HONG KONG — Asian stocks experienced significant gains on Friday, with Japan’s Nikkei leading the charge after Wall Street reached all-time highs following the Federal Reserve’s notable interest rate cut.
U.S. futures and oil prices showed a downward trend.
The Bank of Japan concluded a two-day monetary policy meeting, maintaining its benchmark rate at 0.25%.
In Tokyo, the Nikkei 225 index surged 1.5% to finish at 37,723.91, buoyed by the country’s inflation data from August, which indicated a fourth consecutive month of acceleration. The core consumer price index climbed 2.8% year-on-year in August, surpassing the central bank’s 2% target and suggesting potential for future rate hikes.
Market participants are closely monitoring comments from BOJ Governor Kazuo Ueda regarding the trajectory of future rate adjustments.
An analyst from ActivTrades noted that, considering current economic conditions and central bank statements, further policy changes from the Bank of Japan are unlikely until late this year or early 2025.
The U.S. dollar decreased to 142.47 Japanese yen from 142.62 yen, while the euro rose to $1.1178 from $1.1161.
In China, the central bank opted not to implement additional monetary stimulus, keeping key lending rates unchanged. The one-year loan prime rate (LPR) remains at 3.45%, and the five-year rate, which influences property mortgages, holds steady at 3.85%.
Hong Kong’s Hang Seng Index rose by 1.1% to 18,211.06, while the Shanghai Composite Index dipped by 0.2% to 2,730.00.
Additionally, Australia’s S&P/ASX 200 saw a gain of 0.2% to close at 8,209.50, and South Korea’s Kospi increased 0.5% to 2,593.12.
On Thursday, the S&P 500 experienced a remarkable jump of 1.7% to 5,713.64, marking one of its best performances of the year and surpassing its previous all-time high set in July. The Dow Jones Industrial Average rose 1.3% to 42,025.19, while the Nasdaq composite led the market with a 2.5% increase, closing at 18,013.98.

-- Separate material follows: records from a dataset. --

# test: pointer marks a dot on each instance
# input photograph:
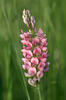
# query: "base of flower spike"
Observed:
(31, 82)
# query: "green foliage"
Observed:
(50, 15)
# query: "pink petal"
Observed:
(32, 71)
(41, 66)
(34, 60)
(39, 74)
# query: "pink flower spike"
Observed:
(24, 60)
(35, 40)
(34, 60)
(41, 66)
(24, 67)
(31, 82)
(27, 75)
(45, 55)
(40, 32)
(44, 49)
(48, 63)
(29, 54)
(46, 69)
(24, 52)
(39, 74)
(32, 71)
(44, 60)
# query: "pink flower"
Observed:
(34, 60)
(34, 50)
(24, 52)
(29, 54)
(39, 74)
(37, 51)
(25, 67)
(35, 40)
(26, 43)
(45, 55)
(44, 49)
(44, 40)
(46, 69)
(41, 66)
(44, 59)
(32, 71)
(40, 32)
(26, 61)
(31, 82)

These Wall Street gains followed positive momentum across European and Asian markets after the Federal Reserve’s first interest rate cut in over four years. This development marks a shift from the previous strategy of maintaining high rates to combat rising inflation, allowing the Fed to focus on sustaining a solid job market and avoiding a recession as inflation subsides.

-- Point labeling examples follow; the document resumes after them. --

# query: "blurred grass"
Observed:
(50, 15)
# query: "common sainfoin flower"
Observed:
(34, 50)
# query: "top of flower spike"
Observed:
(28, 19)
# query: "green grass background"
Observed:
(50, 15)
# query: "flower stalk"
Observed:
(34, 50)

Initially, Wall Street’s response to the rate cut was muted, as markets had been anticipating lower rates for some time. However, a reversal occurred, with stocks gaining unexpectedly on Thursday.
As pressures mount on the Fed due to a cooling job market and hiring rates amid higher interest rates, there are concerns that the central bank may have delayed rate cuts too long, potentially harming the economy.

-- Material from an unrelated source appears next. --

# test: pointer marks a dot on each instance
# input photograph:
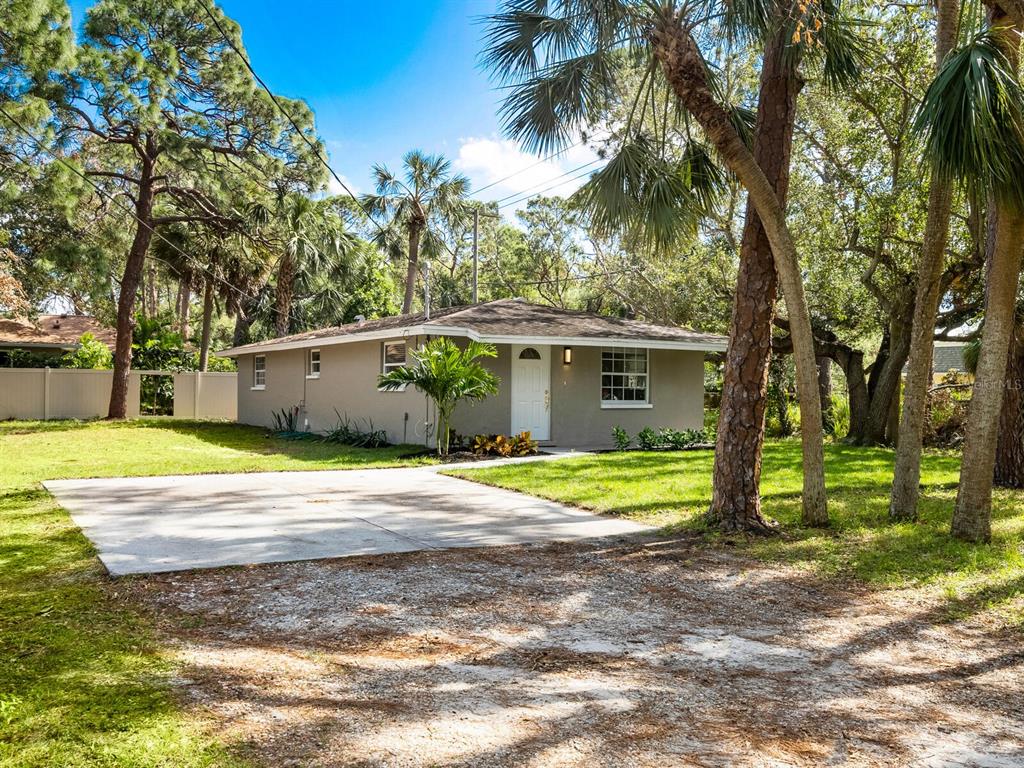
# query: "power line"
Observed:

Some investment banks have revised their forecasts to predict more significant cuts to interest rates than previously expected, indicating deeper reductions may be forthcoming.
The uncertainty surrounding the upcoming U.S. presidential election is also a factor. Analysts express concerns that both major political parties may propose policies contributing to increased government debt, which could exert upward pressure on interest rates despite the Fed’s actions.
In the bond market, the yield on the 10-year Treasury remained stable at 3.71%. The yield on the two-year Treasury, more closely aligned with Fed expectations, dropped to 3.58% from 3.63%.
In the energy sector, U.S. benchmark crude oil fell by 7 cents to $71.09 per barrel, while Brent crude, the global standard, decreased by 9 cents, settling at $74.79 per barrel.